Saturday, 2 November 2019

Fantasy Medieval X-Men

Image by Mohammed Hassan via Pixabay
I don't know if this idea has legs or not. It's an interesting metagame but I'm not sure it's fun. But I've had it in my head for far too long without progressing it one way or another, so maybe I can get it out by writing it down.

Wizard X has assembled a team of heroes, each with their own special quality. By way of example, Sir A is as strong as an ogre. Lady B has hypnotically fascinating eyes. Sir C can swim like a fish. They roam the countryside doing good deeds, but the local peasants are always grateful when they move on. There's something unsettling about them.
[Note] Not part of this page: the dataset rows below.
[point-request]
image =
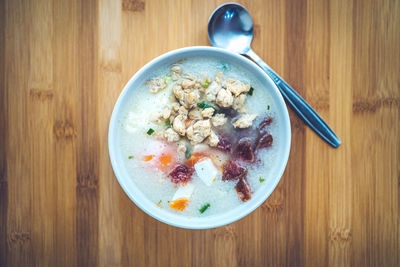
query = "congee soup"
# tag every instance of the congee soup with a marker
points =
(199, 137)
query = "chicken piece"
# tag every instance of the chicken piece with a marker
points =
(176, 72)
(186, 98)
(224, 98)
(156, 85)
(212, 91)
(213, 139)
(238, 103)
(198, 131)
(188, 84)
(195, 114)
(174, 108)
(243, 190)
(181, 150)
(176, 69)
(207, 113)
(218, 120)
(171, 135)
(178, 91)
(236, 86)
(182, 111)
(166, 113)
(244, 121)
(179, 124)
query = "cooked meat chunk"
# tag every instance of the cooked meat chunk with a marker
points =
(187, 98)
(224, 98)
(195, 114)
(183, 111)
(179, 124)
(238, 103)
(188, 84)
(181, 174)
(233, 171)
(266, 121)
(176, 72)
(207, 113)
(265, 140)
(171, 135)
(212, 91)
(218, 120)
(244, 151)
(174, 108)
(243, 189)
(224, 144)
(177, 69)
(199, 131)
(166, 113)
(244, 121)
(156, 85)
(236, 86)
(213, 139)
(181, 150)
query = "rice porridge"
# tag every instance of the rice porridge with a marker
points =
(199, 137)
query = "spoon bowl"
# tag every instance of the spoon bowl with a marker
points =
(230, 27)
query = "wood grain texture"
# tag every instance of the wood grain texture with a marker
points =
(62, 67)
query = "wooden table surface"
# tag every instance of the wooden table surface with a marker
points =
(63, 65)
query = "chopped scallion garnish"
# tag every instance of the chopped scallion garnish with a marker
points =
(204, 208)
(150, 131)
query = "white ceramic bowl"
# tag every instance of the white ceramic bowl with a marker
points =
(195, 222)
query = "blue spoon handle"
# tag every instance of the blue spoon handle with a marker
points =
(298, 104)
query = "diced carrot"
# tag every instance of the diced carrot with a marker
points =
(148, 157)
(179, 204)
(165, 161)
(196, 157)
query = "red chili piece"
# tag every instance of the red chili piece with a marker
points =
(267, 121)
(244, 151)
(243, 190)
(233, 171)
(181, 174)
(224, 144)
(265, 140)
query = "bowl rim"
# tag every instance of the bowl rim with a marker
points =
(112, 134)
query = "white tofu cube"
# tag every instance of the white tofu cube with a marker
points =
(184, 191)
(206, 171)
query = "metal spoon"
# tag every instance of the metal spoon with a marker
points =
(230, 27)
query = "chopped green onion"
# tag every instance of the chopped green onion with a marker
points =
(250, 92)
(150, 131)
(206, 83)
(188, 153)
(204, 208)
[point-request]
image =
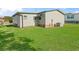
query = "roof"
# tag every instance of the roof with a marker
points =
(54, 10)
(38, 13)
(18, 13)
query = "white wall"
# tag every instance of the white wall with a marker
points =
(56, 16)
(16, 20)
(30, 21)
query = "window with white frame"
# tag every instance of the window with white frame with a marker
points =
(25, 17)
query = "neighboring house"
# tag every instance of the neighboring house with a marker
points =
(72, 18)
(1, 20)
(52, 18)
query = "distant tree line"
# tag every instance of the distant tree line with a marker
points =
(8, 19)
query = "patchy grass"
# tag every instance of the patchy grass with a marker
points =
(38, 38)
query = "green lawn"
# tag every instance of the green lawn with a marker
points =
(40, 39)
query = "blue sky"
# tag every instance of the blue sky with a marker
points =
(10, 12)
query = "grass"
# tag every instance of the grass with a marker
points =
(41, 39)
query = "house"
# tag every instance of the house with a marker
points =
(52, 18)
(72, 18)
(1, 20)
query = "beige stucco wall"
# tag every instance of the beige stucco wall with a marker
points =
(54, 17)
(16, 20)
(29, 21)
(76, 17)
(42, 21)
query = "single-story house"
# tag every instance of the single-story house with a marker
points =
(52, 18)
(1, 20)
(72, 18)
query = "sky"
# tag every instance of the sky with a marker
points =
(11, 11)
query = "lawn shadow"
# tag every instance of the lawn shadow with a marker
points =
(9, 42)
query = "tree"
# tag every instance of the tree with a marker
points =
(8, 19)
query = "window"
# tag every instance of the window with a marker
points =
(38, 18)
(25, 17)
(71, 16)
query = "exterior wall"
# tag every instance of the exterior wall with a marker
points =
(76, 17)
(1, 21)
(54, 17)
(69, 19)
(29, 21)
(16, 20)
(42, 21)
(75, 20)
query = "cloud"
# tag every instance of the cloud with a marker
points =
(76, 11)
(9, 11)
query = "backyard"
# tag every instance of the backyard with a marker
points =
(39, 39)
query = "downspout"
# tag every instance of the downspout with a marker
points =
(22, 20)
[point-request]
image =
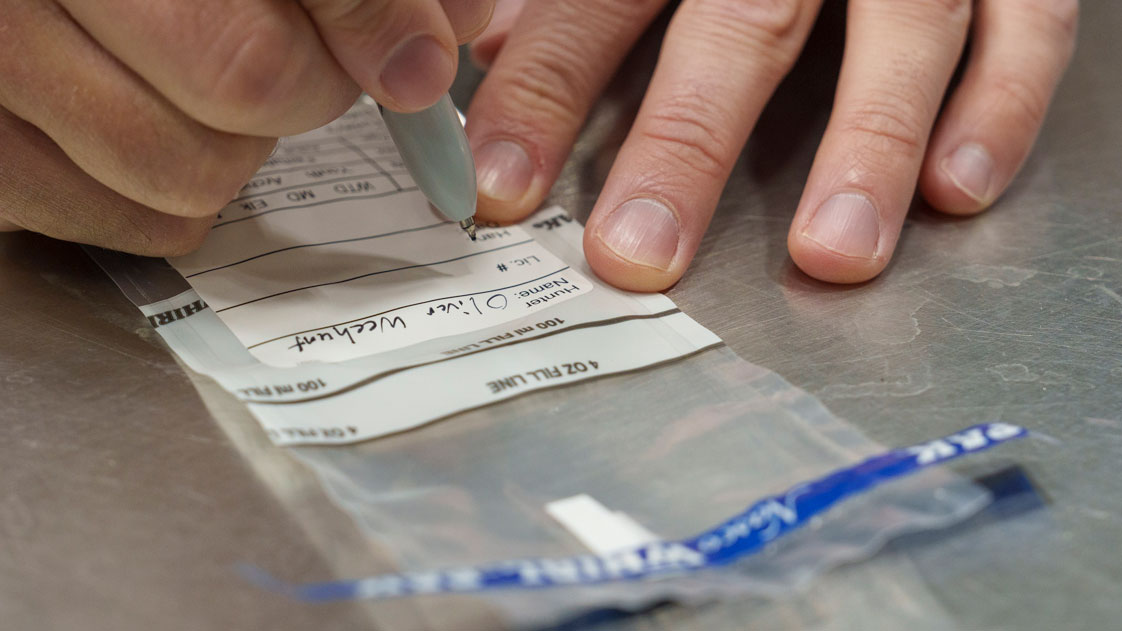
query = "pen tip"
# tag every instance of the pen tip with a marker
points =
(469, 227)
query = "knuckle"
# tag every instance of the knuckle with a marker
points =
(250, 64)
(941, 15)
(550, 81)
(203, 191)
(173, 236)
(771, 20)
(684, 131)
(1061, 15)
(886, 125)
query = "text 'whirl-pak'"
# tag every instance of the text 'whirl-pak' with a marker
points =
(741, 536)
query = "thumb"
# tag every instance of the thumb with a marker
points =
(399, 52)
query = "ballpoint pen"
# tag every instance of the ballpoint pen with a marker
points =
(435, 152)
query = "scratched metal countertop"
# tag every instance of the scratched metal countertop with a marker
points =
(123, 494)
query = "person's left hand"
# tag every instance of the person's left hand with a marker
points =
(719, 63)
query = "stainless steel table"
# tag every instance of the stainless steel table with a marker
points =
(125, 495)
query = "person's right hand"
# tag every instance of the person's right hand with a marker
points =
(129, 124)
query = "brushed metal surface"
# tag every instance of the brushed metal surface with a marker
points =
(122, 501)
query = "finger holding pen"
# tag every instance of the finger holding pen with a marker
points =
(176, 104)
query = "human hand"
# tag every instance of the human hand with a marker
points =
(719, 63)
(129, 124)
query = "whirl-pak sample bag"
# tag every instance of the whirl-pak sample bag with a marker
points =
(469, 403)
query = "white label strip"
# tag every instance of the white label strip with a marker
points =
(319, 299)
(327, 257)
(600, 530)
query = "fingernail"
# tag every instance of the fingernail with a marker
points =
(971, 168)
(417, 73)
(643, 231)
(846, 223)
(503, 170)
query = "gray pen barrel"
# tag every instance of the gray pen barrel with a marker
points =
(435, 152)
Each of the characters is cursed and doesn't know it. Sir A just knows that Lady B is under a dark fate and must never see her own reflection. It's his job to keep tabs on her and make sure she doesn't. Lady B knows that Sir C must never taste sea water and it's her role to see that he never does. Sir C knows that Sir A can never eat uncooked meat under any circumstances, and the task of stopping it falls to him.

But the real truth is that Sir A is as strong as an ogre because he is one. Wizard X permanently polymorphed him into human shape and geased him never to think about his past. If he ever eats raw meat, that part of the spell is undone. Lady B has some of the powers of a gorgon because she's a gorgon. Sir C is a Saghuin. Each of them has a taboo they can never break, or their real nature will be revealed to them. Wizard X never told them about the 'curse' or the taboo because he didn't want them to know even that much about their situation. In order to keep them from crossing the line, he gave each of them the job of managing one of their companions.

I think it would be on-theme for only the GM and a character's minder player to know what their taboo is. I can't imagine it being hard to figure out, the cat's going to be out of the bag on the meta level within the first session or two. From there it's going to be about playing their character like they aren't aware of it and don't know why another character is constantly trying to stop them doing something. Obviously for this to make it into a game, players will have to be comfortable with acting out in-game conflict between the two characters. Some people aren't, and that's fine. I'm not sure I could make this work at my table. I know some larpers who might go for it.

It could be a good gimmick for a streamed game, on reflection.